Wang Yibo takes on the ultimate challenge in Yosemite. While tackling the second pitch of Liberty Cap, continuous hand-jamming severely exhausted his physical strength. At a moment when lead climbing became nearly impossible to sustain, he decisively switched to "French Free" climbing, using the assistance of protection gear (nuts/cams) to successfully reach the resting point. Big Wall climbing typically refers to routes hundreds of meters long that require multi-pitch climbing and can take several days to complete, unlike short routes that can be finished in a single day.
- Climbing Location: Yosemite, California, USA
- Challenges: Integrated Climbing Mode + Big wall climbing (The Center of the Climbing Universe)
- Route Name: Liberty Cap, Southwest Face, Pitch 2: Lead Climbing (Grade: Intermediate 5.10c)

EP12 Straight to the summit (Part 2)

Wang Yibo reached the summit of Yosemite's ultimate big wall after three days of sweat and sheer willpower. During the climb, he faced a combination of complex terrain and scorching heat. Despite the agonizing pain of blisters on his heels forming and eventually bursting, he gritted his teeth and pushed through to the finish line. His cries of pain on the rock face serve as marks of his struggle; by overcoming these daunting obstacles, he reaped his own "the third kind of joy." embodying the true meaning of exploring new frontiers.
- Climbing Location: Yosemite, California, USA
- Challenges: Big wall climbing + Overnight on the Wall + Ascender+ Squeeze Chimney + Slab Climbing
- Route Name: Liberty Cap, Southwest Face
Day 1, Pitches 1-5: (Grade: Intermediate 5.10b)

Day 2, Pitches 6-10: (Pitch 7: Advanced 5.11b), (Pitch 10: Intermediate 5.9 )(Squeeze Chimney)

Day 3, Pitches 10-14: (Summiting)

EP13: New Horizons on the Rocks - (Beijing Baihe Special, Part 1)

After returning from North America, Wang Yibo reunites with Discovery China explorer Zhou Peng at the Baihe climbing crag in Beijing. They enjoy a session of leisure climbing while sharing stories from Yibo's climbing journey in North America. Zhou also leads him in setting up a thrilling high-wire zipline. Returning to these familiar rocks, Yibo approaches the climb with an entirely new perspective and mindset.
- Climbing Location: Baihe, Beijing
- Challenges: Lead Climbing, High-wire Zip line
- Routes:
1.	Reading Option (Grade: Intermediate 5.7)

2.	Scimitar Cliff (Grade: Intermediate 5.10a)

EP14: New Horizons on the Rocks - (Beijing Baihe Special, Part 2)

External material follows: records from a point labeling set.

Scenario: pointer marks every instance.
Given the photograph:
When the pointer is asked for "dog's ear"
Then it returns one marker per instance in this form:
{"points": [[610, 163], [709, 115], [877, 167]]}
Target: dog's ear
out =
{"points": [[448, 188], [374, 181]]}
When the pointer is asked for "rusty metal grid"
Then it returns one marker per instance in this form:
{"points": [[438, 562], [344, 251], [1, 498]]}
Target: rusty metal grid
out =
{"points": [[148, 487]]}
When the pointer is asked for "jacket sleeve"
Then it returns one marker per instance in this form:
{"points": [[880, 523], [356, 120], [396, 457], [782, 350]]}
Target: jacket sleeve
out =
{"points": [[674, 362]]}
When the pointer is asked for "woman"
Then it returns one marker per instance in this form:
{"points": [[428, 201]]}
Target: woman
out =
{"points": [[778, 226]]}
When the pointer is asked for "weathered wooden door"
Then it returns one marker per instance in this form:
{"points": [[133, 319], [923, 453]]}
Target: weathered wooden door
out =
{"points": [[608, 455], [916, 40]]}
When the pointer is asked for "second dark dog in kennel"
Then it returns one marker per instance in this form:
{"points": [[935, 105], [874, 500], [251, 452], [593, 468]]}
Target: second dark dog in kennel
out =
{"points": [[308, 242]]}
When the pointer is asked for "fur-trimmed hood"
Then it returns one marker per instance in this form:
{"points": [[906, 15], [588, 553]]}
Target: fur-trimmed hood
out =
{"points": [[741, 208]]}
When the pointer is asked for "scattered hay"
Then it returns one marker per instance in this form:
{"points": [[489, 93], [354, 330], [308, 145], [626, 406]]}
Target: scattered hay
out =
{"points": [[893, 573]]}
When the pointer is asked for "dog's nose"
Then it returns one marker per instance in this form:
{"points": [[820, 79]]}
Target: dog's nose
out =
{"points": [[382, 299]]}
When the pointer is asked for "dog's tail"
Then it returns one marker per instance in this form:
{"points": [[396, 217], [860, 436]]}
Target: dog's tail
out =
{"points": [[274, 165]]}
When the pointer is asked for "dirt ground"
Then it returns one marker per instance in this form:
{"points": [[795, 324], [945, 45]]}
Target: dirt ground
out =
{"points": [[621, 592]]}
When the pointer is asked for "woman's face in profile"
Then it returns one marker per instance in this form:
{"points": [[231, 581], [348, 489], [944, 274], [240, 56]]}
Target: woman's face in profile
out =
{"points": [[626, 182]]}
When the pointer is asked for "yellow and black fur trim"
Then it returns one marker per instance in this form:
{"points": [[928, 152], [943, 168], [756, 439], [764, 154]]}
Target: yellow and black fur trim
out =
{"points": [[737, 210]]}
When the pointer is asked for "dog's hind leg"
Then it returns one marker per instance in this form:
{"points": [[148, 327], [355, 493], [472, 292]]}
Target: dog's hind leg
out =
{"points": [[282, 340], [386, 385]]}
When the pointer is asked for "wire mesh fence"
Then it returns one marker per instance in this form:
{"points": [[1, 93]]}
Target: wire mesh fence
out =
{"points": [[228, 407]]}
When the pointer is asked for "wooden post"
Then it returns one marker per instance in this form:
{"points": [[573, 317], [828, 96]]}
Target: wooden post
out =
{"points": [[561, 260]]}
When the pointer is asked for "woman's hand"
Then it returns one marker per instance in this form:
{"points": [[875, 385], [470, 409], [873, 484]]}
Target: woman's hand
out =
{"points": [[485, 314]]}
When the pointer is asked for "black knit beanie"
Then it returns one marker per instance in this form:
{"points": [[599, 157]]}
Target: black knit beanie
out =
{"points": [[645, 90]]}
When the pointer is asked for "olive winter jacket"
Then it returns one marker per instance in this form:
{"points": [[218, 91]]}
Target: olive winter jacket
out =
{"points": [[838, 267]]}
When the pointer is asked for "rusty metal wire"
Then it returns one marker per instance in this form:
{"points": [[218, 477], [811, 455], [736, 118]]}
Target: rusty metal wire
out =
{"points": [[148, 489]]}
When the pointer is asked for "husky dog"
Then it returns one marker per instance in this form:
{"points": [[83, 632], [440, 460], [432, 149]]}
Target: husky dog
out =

Wang Yibo visits Zhou Peng's home as a guest. The two engage in a deep conversation about work, life, and their personal reflections on rock climbing. After their chat, Zhou hosts a BBQ gathering where they exchange experiences with several climbing coaches. Yibo is not only immersed in the pure joy of climbing but also carries a fervent passion for exploring diverse climbing routes across China. He aims to use his influence to promote and improve domestic climbing culture. His dedication turning passion into responsibility is the ultimate interpretation of the spirit of exploration.
- Location: Zhou Peng's Residence
- Challenges: Ice Axe Training (Dry-tooling)

==Broadcast==
In mainland China the series was broadcast on Tencent Video every Friday (SVIP) Saturday(VIP) and Saturday、Sunday starting from November 28, 2025, 14 episodes released over 7 weeks with two episodes per week.

==Reception==
The China Exploration Association published an article titled "How many professional skills are hidden in Wang Yibo's "rock climbling challenge", which recognizes Wang Yibo's continuous breakthroughs in skill depth and strategic height.